In the trance like state, she used her spiritual powers to transport herself to them. As Ma Choe Poh was swimming home with her father clenched firmly between her teeth, her mother thought she was sick and looked funny slumped over her weaving wheel.
She shook Ma Choe Poh up, to inquire what was wrong with her but the trance was broken and her father drowned.
In some of her myths or Ma Choe Poh Folklore, Ma Choe Poh was engulfed by clouds that carried her across the waves to find him. Regardless, the outcome was the same.
The berefted Ma Choe Poh intensified her quest for spiritual growth, continuing her legacy of compassion and good works, but now she seemed more distant in her grief.
Like Kuan Yin, Ma Choe Poh chose not to marry but warriors of great fame wanted her hand. She challenged them to fight her and would bid to their command if she lost. You can imagine how the fight ended.
One general known as "Eyes that can see a thousand miles" and another "Ears that can hear the wind" died that day during the fight. To this day, the pair can be seen by her side in statuary.
She died as a very young age, by simply telling her family and friends it was time for her to leave this world and that she must go alone.
Reaching the top, Ma Choe Poh was encircled by clouds of dense fog, and to the accompaniment of enchanting celestial music, was carried into the heavens in a golden glow of light. Where she had been last seen, a great rainbow appeared.

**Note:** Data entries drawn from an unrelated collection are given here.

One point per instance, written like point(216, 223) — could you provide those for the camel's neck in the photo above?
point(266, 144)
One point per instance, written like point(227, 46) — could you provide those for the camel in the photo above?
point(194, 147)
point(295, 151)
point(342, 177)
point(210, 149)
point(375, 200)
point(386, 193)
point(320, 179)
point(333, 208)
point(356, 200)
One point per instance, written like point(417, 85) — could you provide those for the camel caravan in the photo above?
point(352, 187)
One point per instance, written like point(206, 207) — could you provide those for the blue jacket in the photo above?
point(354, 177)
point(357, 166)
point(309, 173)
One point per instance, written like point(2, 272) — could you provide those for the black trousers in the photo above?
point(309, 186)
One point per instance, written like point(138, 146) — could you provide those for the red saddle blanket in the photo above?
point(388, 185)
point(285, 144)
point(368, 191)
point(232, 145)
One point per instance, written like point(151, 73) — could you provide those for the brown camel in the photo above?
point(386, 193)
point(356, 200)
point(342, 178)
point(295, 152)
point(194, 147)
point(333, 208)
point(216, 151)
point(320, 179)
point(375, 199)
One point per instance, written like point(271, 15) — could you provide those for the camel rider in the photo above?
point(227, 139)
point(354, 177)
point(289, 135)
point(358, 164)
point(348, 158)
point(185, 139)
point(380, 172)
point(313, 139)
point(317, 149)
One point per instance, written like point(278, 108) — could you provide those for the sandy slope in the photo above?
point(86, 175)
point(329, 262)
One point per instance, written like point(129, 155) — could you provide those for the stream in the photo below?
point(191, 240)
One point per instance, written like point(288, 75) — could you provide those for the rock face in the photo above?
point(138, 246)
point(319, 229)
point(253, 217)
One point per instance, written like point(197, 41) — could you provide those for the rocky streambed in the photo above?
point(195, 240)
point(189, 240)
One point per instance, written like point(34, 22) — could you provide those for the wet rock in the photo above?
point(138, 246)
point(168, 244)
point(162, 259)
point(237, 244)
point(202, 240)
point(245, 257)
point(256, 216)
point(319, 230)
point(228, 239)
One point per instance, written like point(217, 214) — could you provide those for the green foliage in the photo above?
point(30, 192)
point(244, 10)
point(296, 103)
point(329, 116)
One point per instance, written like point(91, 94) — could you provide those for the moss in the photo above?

In Chinese mythology the rainbow signifies the presence of a dragon, a symbol of great blessing and good fortune. The dragon is a serpent that quenches its thirst in the sea and, as a sky dragon, unites heaven and earth.
The rainbow also has special significance in Taoism. The colors represents the five Buddha families.
Those with the color orange are associated with the Bodhisattva, those who have achieved enlightenment but choose to remain on earth to be of service to their fellow humans.
Blessed with uncommon powers, the Chinese goddess Ma Choe taught us to be always mindful of the need for the reconciliation of the opposites in our lives.
The need for both the masculine and the feminine, kindness and ferocity, the balance of nature and civilization, and above all, the unity of mind, body and spirit.
You can see her altar now in Kuan Yin Teng Pitt Street Temple or the Kong Long Yea Temple in Raja Uda, Butterworth.
You also see people praying to her beauty, so powders, perfumes are offerings the ladies wants to stay beautiful and young like here.
Some ladies prays to her for finding a man in their life. Many smaller temples has her statues but these two temples have heavily decorated altars.